Shan and Nyma drifted away from the line and wandered toward the stable where they had been trapped on their first visit. They stopped at the stable and confirming that no one was watching, stepped into the adjacent structure as Shan slipped off his bandage. The low, decrepit wooden building was old, perhaps older than the stable. Its meditation cells, three on either side, and two at the back, were musty, the air stale. Shan remembered Gyalo saying that the gompa had only a third the number of monks it had been built for.
Of all the human-built places Shan had experienced in the extraordinary lands of Tibet none moved him more than the simple wooden cells he sometimes, rarely, discovered in the country's remote regions, in the few structures remaining from earlier centuries. Here men and women had sat through the centuries, engaged in exactly the same pursuit, with the same feelings, the same yearning for awareness that Shan and his Tibetan friends felt.
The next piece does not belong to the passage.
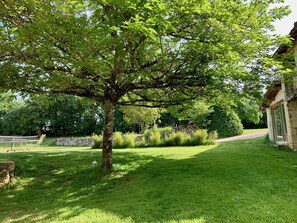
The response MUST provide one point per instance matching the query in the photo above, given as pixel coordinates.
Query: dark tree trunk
(109, 109)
He had awkwardly described to Gendun one of his first encounters with such a cell as visiting a time machine, for somehow he had sensed the presence of monks who had sat there, three or four hundred years before. But no, Gendun had said, not a time machine, for that implied too much difference between us and them, as if the centuries changed those who sought awareness. It was a bridge, he said, a way of stepping beyond time, eliminating time, reaching for the same plane of awareness that enlightened beings inhabited, without regard to time. He paused, remembering Gendun's words, and for an instant wanted nothing more than to sit and meditate in one of the cells.